The Bank Austria Kunstforum Wien is devoting its major 2020 autumn exhibition to an artist who until now was a rare guest in the Austrian capital: Gerhard Richter (b. 1932 in Dresden), noted internationally as the most important living painter, will show a comprehensive retrospective of his landscapes in the Kunstforum. It will be the first exhibition world wide that focuses so extensively and intensifly on this genre. Besides numerous oil paintings, the exhibition will show drawings, printed graphics, photography, artists’ books and objects that reflect the theme of “landscape” from the 1960s until today. It will include famous main works as well as those that were seldom or never previously shown to the public.

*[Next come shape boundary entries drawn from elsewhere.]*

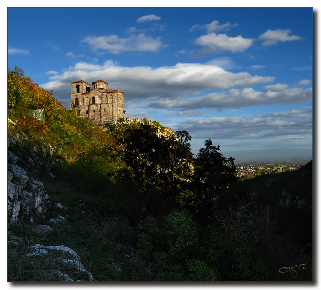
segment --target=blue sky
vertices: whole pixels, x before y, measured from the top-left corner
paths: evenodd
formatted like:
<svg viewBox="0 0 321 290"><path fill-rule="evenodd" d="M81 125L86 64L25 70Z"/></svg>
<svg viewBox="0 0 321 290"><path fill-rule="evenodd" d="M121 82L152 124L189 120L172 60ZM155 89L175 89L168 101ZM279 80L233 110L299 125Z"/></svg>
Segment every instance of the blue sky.
<svg viewBox="0 0 321 290"><path fill-rule="evenodd" d="M312 158L308 8L10 8L8 65L59 101L100 77L126 116L236 161Z"/></svg>

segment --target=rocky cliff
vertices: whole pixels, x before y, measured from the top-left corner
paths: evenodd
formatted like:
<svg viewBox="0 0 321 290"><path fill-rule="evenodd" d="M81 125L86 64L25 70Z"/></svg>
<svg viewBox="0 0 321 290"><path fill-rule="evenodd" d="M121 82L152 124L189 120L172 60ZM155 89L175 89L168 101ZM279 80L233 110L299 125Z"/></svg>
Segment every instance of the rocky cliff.
<svg viewBox="0 0 321 290"><path fill-rule="evenodd" d="M9 128L15 125L8 120ZM32 135L22 132L9 131L8 144L9 264L18 267L16 263L23 261L23 265L20 264L20 266L32 268L34 273L40 271L37 281L94 281L72 250L64 245L39 243L54 230L51 225L56 228L57 225L66 222L69 216L65 207L52 204L43 183L34 177L54 179L51 171L68 156L61 148L52 146L43 139L36 140ZM8 274L9 280L19 280L19 277Z"/></svg>

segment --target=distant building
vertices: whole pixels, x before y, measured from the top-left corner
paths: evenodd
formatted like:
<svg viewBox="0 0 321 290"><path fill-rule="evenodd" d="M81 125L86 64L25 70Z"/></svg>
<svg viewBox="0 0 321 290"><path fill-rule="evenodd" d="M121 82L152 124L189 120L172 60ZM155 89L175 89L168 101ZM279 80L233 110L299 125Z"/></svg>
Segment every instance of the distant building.
<svg viewBox="0 0 321 290"><path fill-rule="evenodd" d="M71 83L71 107L79 115L100 124L117 123L125 117L123 92L108 89L108 83L102 80L91 84L92 87L82 80Z"/></svg>

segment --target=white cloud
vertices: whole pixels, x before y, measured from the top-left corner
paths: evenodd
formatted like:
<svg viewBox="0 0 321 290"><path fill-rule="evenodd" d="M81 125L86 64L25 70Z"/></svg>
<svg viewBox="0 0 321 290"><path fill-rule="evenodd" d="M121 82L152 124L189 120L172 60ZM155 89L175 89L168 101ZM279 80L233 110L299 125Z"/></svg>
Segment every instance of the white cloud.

The exhibition is structured into five major thematic sections and starts out with the landscapes that Richter produced based on his own photographic motifs or those he found by chance and which, in their sectional character, pictorial composition and colouring, show a decidedly photographic aesthetic. Richter expresses a “yearning” and “dream of classical order and the Golden Age” in numerous atmospheric landscapes, reminsicent of the art of Caspar David Friedrich. Richter contemplates on the lost potential of a painting style as it might have been practised in the Romantic age. He calls his pictures “cuckoo’s eggs” because they are experienced as romantic but cannot continue Friedrich’s spiritual tradition. The landscape plays a key role also as regards the development of Richter’s abstract painting: especially in the 1960s and 1970s he produced strongly abstracted pictures of mountains, parks, constellations and the sea. These works oscillate between realistically rendered landscapes and a subjective use of the paint material in broad, pastose brush strokes. In the 1970s and 1990s Richter created landscapes also in the form of fictional constructs that in reality could scarcely or not at all exist. Sea, mountain and cloud pictures were juxtaposed as motifs so that in their size or constellation they suggest a totality of nature that goes beyond all real experience. Richter seems to be questing after the aesthetic category of the sublime in these visionary concepts. Finally the exhibition presents his works of abstract overpainting: oil paint was applied onto the surface of landscape paintings, photographs and printed graphics in non-representational form. The two simultaneous levels of reality paradoxically become bonded in a close, subtle symbiosis: they seem to be an interconnected unity, with a charged tension generated by the clear opposition of the different forms of production. This results in a surprising ambivalence between realism and non-objectivity, of seeming and reality.
Important international loaners, including the MoMA New York and the Art Institute Chicago, also many top-class private collections, are supporting the exhibition project, which has been in preparation for many years. The show will have around a hundred and fifty works on display and is being organised with the generous help of Gerhard Richter and in cooperation with the Kunsthaus Zurich.